As models grow larger and more complex, achieving better off-sample generalization with minimal trial-and-error is critical to the reliability and economy of machine learning workflows. As a proxy for the well-studied heuristic of seeking "flat" local minima, gradient regularization is a natural avenue, and first-order approximations such as Flooding and sharpness-aware minimization (SAM) have received significant attention, but their performance depends critically on hyperparameters (flood threshold and neighborhood radius, respectively) that are non-trivial to specify in advance. In order to develop a procedure which is more resilient to misspecified hyperparameters, with the hard-threshold "ascent-descent" switching device used in Flooding as motivation, we propose a softened, pointwise mechanism called SoftAD that downweights points on the borderline, limits the effects of outliers, and retains the ascent-descent effect. We contrast formal stationarity guarantees with those for Flooding, and empirically demonstrate how SoftAD can realize classification accuracy competitive with SAM and Flooding while maintaining a much smaller loss generalization gap and model norm. Our empirical tests range from simple binary classification on the plane to image classification using neural networks with millions of parameters; the key trends are observed across all datasets and models studied, and suggest a potential new approach to implicit regularization.
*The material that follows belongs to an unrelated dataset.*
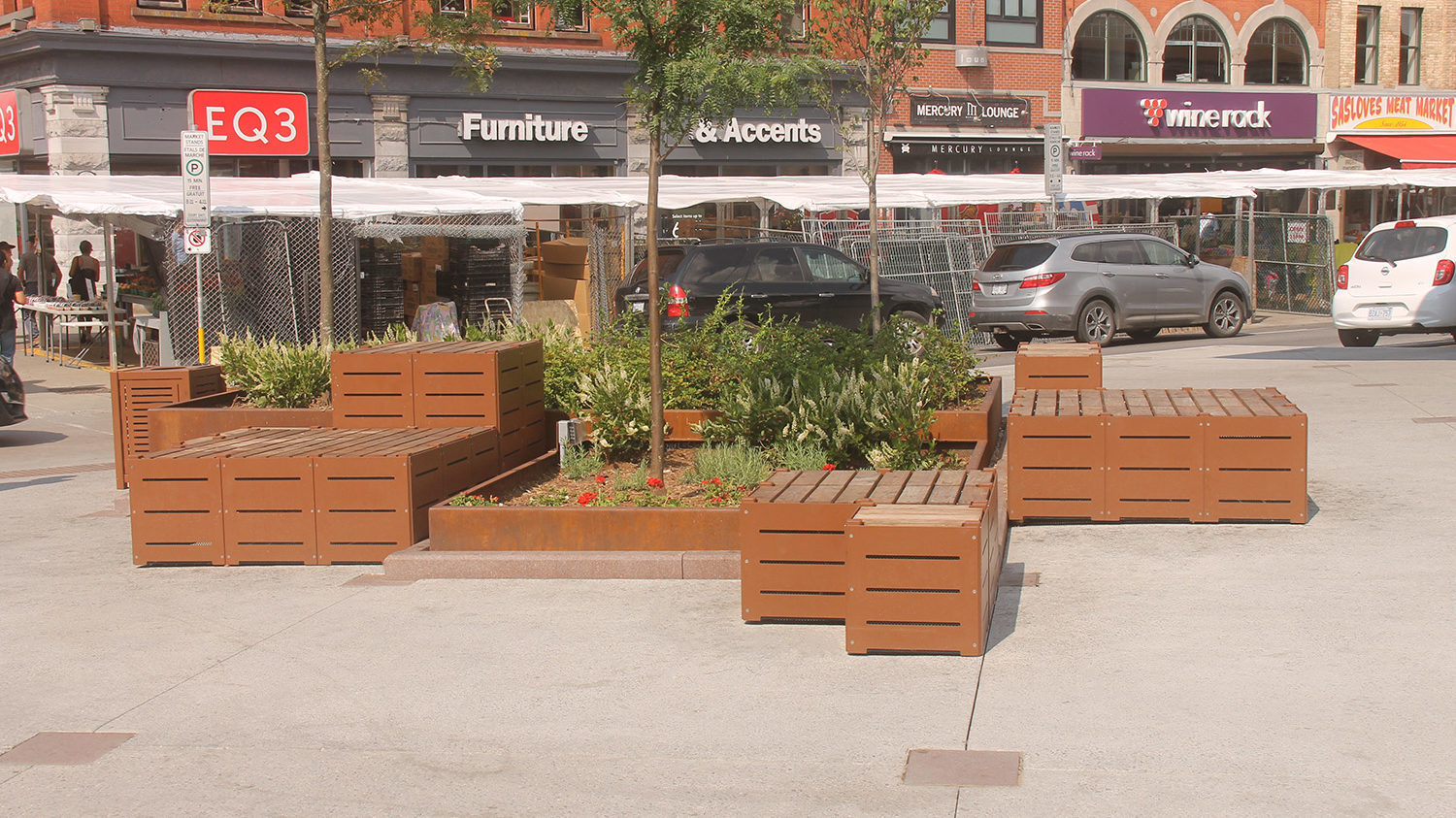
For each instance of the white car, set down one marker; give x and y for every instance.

翻译：随着模型规模与复杂度的持续增长，以最少试错实现更优的样本外泛化能力，对机器学习工作流程的可靠性与经济性至关重要。作为探索“平坦”局部极小值这一被广泛研究的启发式策略的替代方案，梯度正则化是一条自然路径，其中一阶近似方法如Flooding和锐度感知最小化（SAM）备受关注，但其性能高度依赖于难以预先设定的超参数（分别为淹没阈值和邻域半径）。为开发对误设超参数更具鲁棒性的方法，受Flooding采用的硬阈值“上升-下降”切换机制启发，我们提出一种软化的逐点机制——SoftAD，该方法可降低边界点的权重、限制异常值的影响并保持上升-下降效应。我们从形式化驻点保证性与Flooding进行对比，并通过实验证明SoftAD在保持更小损失泛化差距和模型范数的同时，可实现与SAM及Flooding相当的分类准确率。实验范围涵盖从平面简单二分类到基于百万参数神经网络的图像分类，所有数据集和模型中观测到的关键趋势表明，这可能为隐式正则化提供新思路。